I wonder what she thinks owls are.
I love the way she orders her world. I wish I could remember thinking in the wide-open realms of early childhood. Owls don't have to be birds. Leo can be six inches tall. The doctor's office can be a complicated vehicle for procuring a lollipop. How will we preserve this sense of possibility as she learns about the world? There are so many rules, so many assumptions, and I wish we could somehow make her aware of them without asking her to swallow them all.
I want her to have a playful childhood. If she's half me (and Jason suspects she's more like 90 percent me), she'll learn life's rules carefully. She'll abide by them, then she'll cling to them because she'll find some satisfaction in meeting them, knowing where to draw the lines and what's expected of her. She'll like benchmarks and gold stars and knowing that you should paint the sky blue when it's easel time because, after all, the sky is blue.

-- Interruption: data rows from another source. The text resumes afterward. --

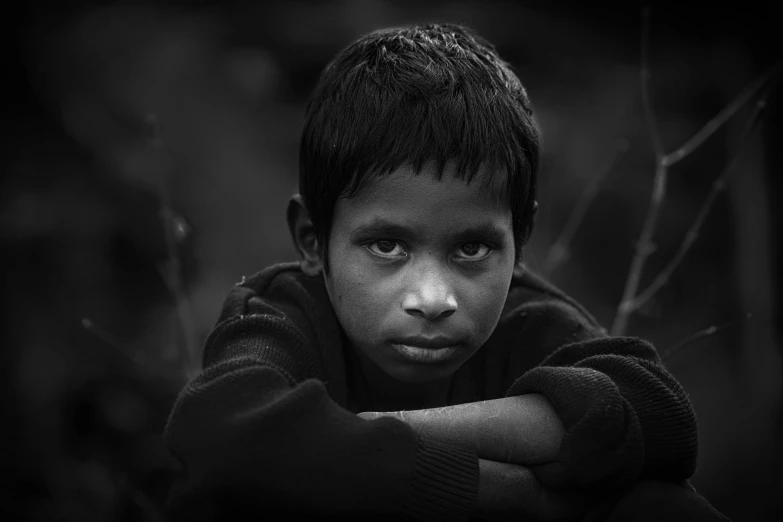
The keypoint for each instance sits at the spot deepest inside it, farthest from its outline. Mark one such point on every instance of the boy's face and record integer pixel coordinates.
(419, 271)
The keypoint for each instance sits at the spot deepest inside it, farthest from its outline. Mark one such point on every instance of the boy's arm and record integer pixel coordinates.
(257, 431)
(623, 415)
(523, 429)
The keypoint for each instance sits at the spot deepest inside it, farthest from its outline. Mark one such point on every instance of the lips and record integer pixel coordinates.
(433, 343)
(428, 350)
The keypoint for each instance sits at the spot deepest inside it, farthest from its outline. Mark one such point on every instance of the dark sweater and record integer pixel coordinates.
(270, 421)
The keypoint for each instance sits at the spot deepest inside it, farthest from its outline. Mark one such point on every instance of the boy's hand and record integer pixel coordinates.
(511, 492)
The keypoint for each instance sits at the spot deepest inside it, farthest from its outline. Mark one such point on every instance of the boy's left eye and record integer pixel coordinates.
(387, 248)
(473, 250)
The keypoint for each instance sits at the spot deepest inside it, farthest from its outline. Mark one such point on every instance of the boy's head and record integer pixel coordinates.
(418, 166)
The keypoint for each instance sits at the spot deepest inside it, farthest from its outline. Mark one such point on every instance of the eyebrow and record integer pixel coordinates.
(380, 227)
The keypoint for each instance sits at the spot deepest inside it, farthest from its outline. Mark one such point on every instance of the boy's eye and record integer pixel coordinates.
(473, 250)
(387, 248)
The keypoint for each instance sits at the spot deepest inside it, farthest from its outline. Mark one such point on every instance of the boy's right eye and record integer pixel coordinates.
(387, 248)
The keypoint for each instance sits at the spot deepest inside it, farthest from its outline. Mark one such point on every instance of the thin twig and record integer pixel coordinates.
(136, 357)
(723, 116)
(698, 336)
(644, 77)
(172, 270)
(693, 233)
(644, 247)
(560, 251)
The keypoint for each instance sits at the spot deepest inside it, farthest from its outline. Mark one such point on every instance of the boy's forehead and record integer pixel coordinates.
(416, 202)
(405, 186)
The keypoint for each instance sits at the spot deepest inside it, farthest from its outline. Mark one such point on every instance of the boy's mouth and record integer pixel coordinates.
(432, 343)
(426, 350)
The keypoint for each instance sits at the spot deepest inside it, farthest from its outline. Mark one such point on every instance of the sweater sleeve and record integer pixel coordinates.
(625, 415)
(255, 432)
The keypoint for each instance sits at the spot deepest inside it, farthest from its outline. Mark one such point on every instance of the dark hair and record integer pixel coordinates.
(412, 95)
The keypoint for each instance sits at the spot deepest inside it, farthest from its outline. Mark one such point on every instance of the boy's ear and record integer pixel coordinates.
(303, 234)
(532, 222)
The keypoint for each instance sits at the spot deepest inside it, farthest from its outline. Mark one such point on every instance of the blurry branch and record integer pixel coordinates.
(630, 301)
(693, 233)
(136, 357)
(174, 230)
(700, 335)
(560, 251)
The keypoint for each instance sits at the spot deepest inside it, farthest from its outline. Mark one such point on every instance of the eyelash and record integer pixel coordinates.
(369, 245)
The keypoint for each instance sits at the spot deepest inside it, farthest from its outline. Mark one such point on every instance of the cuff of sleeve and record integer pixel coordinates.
(603, 444)
(445, 482)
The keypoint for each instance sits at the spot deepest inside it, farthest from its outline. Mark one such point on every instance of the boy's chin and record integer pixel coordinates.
(413, 373)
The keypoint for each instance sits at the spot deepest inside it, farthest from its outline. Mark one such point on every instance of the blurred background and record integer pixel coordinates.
(150, 149)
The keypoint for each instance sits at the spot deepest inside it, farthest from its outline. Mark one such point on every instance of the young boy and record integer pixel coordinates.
(481, 390)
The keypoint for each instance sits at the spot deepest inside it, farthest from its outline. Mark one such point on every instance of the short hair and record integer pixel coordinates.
(408, 96)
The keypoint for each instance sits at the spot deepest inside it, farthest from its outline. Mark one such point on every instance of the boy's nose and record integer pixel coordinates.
(431, 295)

Except when it's pink and purple.
I want her to remember the pink-and-purple sky, the days we eat breakfast for dinner, the joy that comes from having 6-inch-tall imaginary friends, the magic of not having to categorize all things. Sometimes, owls are just owls, right?
And I feel like now is the time to protect that freedom. She is watching and learning what we say and do. She's thinking about it and she's using it to make sense of her world. Of course, I have no idea how to do that, except for playing along when we pretend and not insisting on "right" answers. My hunch is that she will learn those soon enough. I've often had more right answers that I can use, but I sometimes lack for the freedom of thought that gives clever, creative folks the not-as-right-but-really-cool answers.
Hadley is reminding me how to do that. It's an unexpected gift of parenthood, this freedom to play and ignore the world's rules for a while.
And now, if you'll excuse me, I have to tend to Leo and Clementine. They want to paint the sky purple.